Datadog's Trillion-event Engine

The Agentic Takeover | Logging Reinvented

Welcome to Edition #40 of the newsletter!

Welcome to the first Observability 360 newsletter of 2026. It is customary to welcome the new year in a spirit of optimism and confidence. Although the observability space itself seems to be as vibrant and dynamic as ever, this is against a background of global uncertainty and almost unfathomable opportunities and risks presented by the AI revolution.

Uncertainty seems to be the only certainty. The flip side of this is that the future is unwritten, and we look forward to collaborating with the observability community as the narrative of 2026 unfolds.

Feedback

We love to hear your feedback. Let us know how we are doing at:

NEWS

LogicMonitor Swoop for Catchpoint

Full stack heavyweights LogicMonitor rounded off 2025 by making a major statement with their acquisition of Catchpoint - a leading vendor in the IPM (Internet Performance Monitoring) sector.

Over the past few years, vendors have been broadening their offerings in a number of directions, and IPM is an important concern for SREs and observability engineers, especially in companies with a global presence. In almost every vendor survey, ‘tool sprawl’ is cited as a concern amongst observability teams and managers. In this context, consolidating tooling such as IPM into the vendor stack is a logical move.

According to the announcement on BusinessWire, the acquisition will enable teams to shift to a more proactive footing and eliminate blind spots.

Bindplane Roll Out “pipeline intelligence”

Bindplane have established themselves as one of the major players in the pipelining space, with their highly scalable, open-source control plane. They have now radically upgraded their product with the release of their “Pipeline Intelligence” platform.

The primary value proposition of telemetry pipelines has generally resided in functions for telemetry filtering and control flow. Pipeline Intelligence raises the bar with new AI-powered features designed to minimise the toil involved in building parsers for new data sources. Bindplane estimate that this can reduce the configuration workload by 70-80%, therefore freeing engineers for more productive tasks.

Observe’s Snowflake Homecoming

Late last year Palo Alto Networks made waves with their surprise acquisition of Chronosphere, and now 2026 has kicked off with news that Observe have been acquired by database giants Snowflake. The vibe from the Observe camp is that this is not a case of an outsider shopping around for an Observability bauble to add to their tech portfolio.

In fact, there was already a close working relationship between the two companies. Snowflake is not only the backend database powering Observe’s datalake architecture, they have also been a long-time investor in the company. Given the closeness of the pre-existing relationship, Observe have described the move as "coming home".

For customers, it will be business as usual. This will not be a case of Observe being swallowed up or losing its identity. Theoretically, aligning the resources of the two companies should result not just in economies of scale but also produce synergies in AI and data processing capabilities.

You can read Observe CEO Jeremy Burton’s announcement of the acquisition in this post on LinkedIn.

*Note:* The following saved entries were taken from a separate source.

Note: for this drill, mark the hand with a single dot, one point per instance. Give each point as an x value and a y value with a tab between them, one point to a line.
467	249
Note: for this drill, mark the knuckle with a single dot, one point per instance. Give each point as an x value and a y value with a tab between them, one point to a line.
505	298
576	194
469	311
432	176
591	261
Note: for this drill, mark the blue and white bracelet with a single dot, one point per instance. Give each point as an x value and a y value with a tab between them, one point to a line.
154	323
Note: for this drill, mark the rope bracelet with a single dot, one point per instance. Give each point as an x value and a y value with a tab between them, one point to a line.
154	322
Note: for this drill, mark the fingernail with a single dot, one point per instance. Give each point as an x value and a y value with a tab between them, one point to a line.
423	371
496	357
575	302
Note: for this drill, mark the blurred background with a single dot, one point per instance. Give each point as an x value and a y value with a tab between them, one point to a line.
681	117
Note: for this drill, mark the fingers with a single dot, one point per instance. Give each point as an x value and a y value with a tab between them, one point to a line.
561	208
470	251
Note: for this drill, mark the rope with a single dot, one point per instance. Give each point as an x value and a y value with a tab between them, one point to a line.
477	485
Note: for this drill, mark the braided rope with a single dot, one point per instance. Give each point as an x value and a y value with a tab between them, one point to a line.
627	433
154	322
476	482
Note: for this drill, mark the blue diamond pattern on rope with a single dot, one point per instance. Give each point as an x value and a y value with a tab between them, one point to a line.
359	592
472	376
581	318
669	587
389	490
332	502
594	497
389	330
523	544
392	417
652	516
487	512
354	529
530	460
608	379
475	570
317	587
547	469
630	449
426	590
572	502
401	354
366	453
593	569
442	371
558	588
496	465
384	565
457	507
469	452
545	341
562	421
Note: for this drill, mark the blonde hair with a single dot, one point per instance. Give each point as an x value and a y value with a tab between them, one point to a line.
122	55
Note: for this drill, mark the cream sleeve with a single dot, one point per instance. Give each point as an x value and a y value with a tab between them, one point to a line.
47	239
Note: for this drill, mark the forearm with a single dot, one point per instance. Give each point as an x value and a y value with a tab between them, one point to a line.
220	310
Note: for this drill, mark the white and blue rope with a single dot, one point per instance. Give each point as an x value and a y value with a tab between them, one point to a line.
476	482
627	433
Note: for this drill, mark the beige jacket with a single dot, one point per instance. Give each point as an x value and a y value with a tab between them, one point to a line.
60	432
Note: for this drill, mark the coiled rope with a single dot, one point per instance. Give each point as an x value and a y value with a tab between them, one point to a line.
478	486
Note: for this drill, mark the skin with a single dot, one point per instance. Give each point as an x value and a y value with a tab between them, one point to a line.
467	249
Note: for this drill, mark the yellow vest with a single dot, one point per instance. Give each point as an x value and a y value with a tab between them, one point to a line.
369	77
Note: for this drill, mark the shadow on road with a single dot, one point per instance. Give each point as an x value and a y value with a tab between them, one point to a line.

Unlocking API Insights with Treblle

An API can take many forms. It might be just a local microservice that generates cat memes or gives your position in the company fantasy football league. It may also be a public gateway filtering and relaying millions or billions of requests to backend services.

In the latter case, you may be interested in Treblle’s Anatomy of the API report. For Treblle, the API is the “interface to business operations” and presents its own specific challenges around security, reliability and performance.

We thought we knew about APIs, but this report schooled us with insights into the Ashburnum Phenomenon and the 322 Millisecond Barrier. In addition, there is also solid coverage of enduring API concerns such as versioning, identity and the threat landscape.

The report is free to download, but registration is required.

Products

Grafana Roll Out Mimir 3.0

Grafana launched Mimir back in 2022 with the modest aim of making it the most scalable metrics backend on the planet, aiming to ramp up to “a billion metrics and beyond”. Version 3.0 of the product has now been rolled out, and it ships with a number of architectural improvements designed to propel it towards that target. To reinforce the system’s processing capabilities, the Kafka messaging platform has now been incorporated into the Mimir ingestion pipeline.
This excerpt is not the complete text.